During my first few weeks I felt I was overloaded with information. During this time I was learning the electronic health record system, brushing up on medical terminology and medications I had not previously seen, and, of course, reviewing clinical information I had learned in undergrad. Overall I found that by taking time at the end of the day to review new or complex information, I successfully absorbed the information that was thrown at me throughout the day. I also spent time reviewing prior to rotations in units with a specific focus such as the ICU, renal, pediatrics, etc. This allowed me to feel prepared and confident in my ability to perform calculations and take on more difficult patients on my own. 

Being prepared also meant having the right tools for the job. One of my sites required me to bring my personal computer. It was not required at every site, but I found it helpful to have on hand. This also allowed me to work on projects and homework in the mornings before my official workday started. Since traffic can be unpredictable, I found myself arriving early to my rotation on a daily basis. I used this time preparing my brain. By this I mean I checked my email and worked on clinical homework or projects. This warmup time made it easier for me to feel ready to tackle more difficult information early in the workday. Additionally, I always had buffer time to ensure I was never late to my rotation.

From my personal experience the majority of my preceptors used their phone’s calculator rather than carrying a separate one; however, I still think it is a good idea to bring a calculator. If my phone dies or I have a preceptor who prefers calculators, I will already be prepared. I mainly used this calculator in my two weeks in the ICU. On my first day during rounds, I calculated around seven tube feeding calculations, all of which were calculated correctly. This is something that I did not feel comfortable doing prior to the start of my rotation. I gained confidence by asking questions throughout, spending time reviewing, and being able to complete these calculations on my own!

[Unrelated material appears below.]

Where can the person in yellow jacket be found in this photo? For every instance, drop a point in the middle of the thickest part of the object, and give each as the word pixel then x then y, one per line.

The thing I struggled most with before starting was determining how I could best organize my papers. I was given several helpful handouts and readings that I wanted to keep on hand. I also had an additional notebook that I used to take notes of things I wanted to refer back to when the day was over. I ended up choosing to bring both a notebook and a binder. I used a few page protectors for handouts that I referred to daily; for others, I used a hole punch and filed them in my binder. I used my notebook to take notes of things I wanted to ask my preceptor or research at home. I learned to make a copy of important documents that I wanted to refer back to after my rotation; this way if they got damaged or worn down I would still have a copy to refer back to.

An additional item that is by no means a necessity, but I used frequently, is my blue light glasses. Clinical dietitians spend a good chunk of the day looking at computer screens. My glasses kept my eyes from tiring out, and also helped me get good sleep even if I was working on clinical homework. 

The internship is for learning; the expectation is not that interns will be perfectly clinically competent right away. Preceptors expect interns to make mistakes and learn from them during their rotations. I came to this rotation prepared to ask questions and research what I didn’t know. I learned that being open minded and asking questions even if I felt as though I should have known the answer, showed my preceptors that I was engaged and wanted to improve.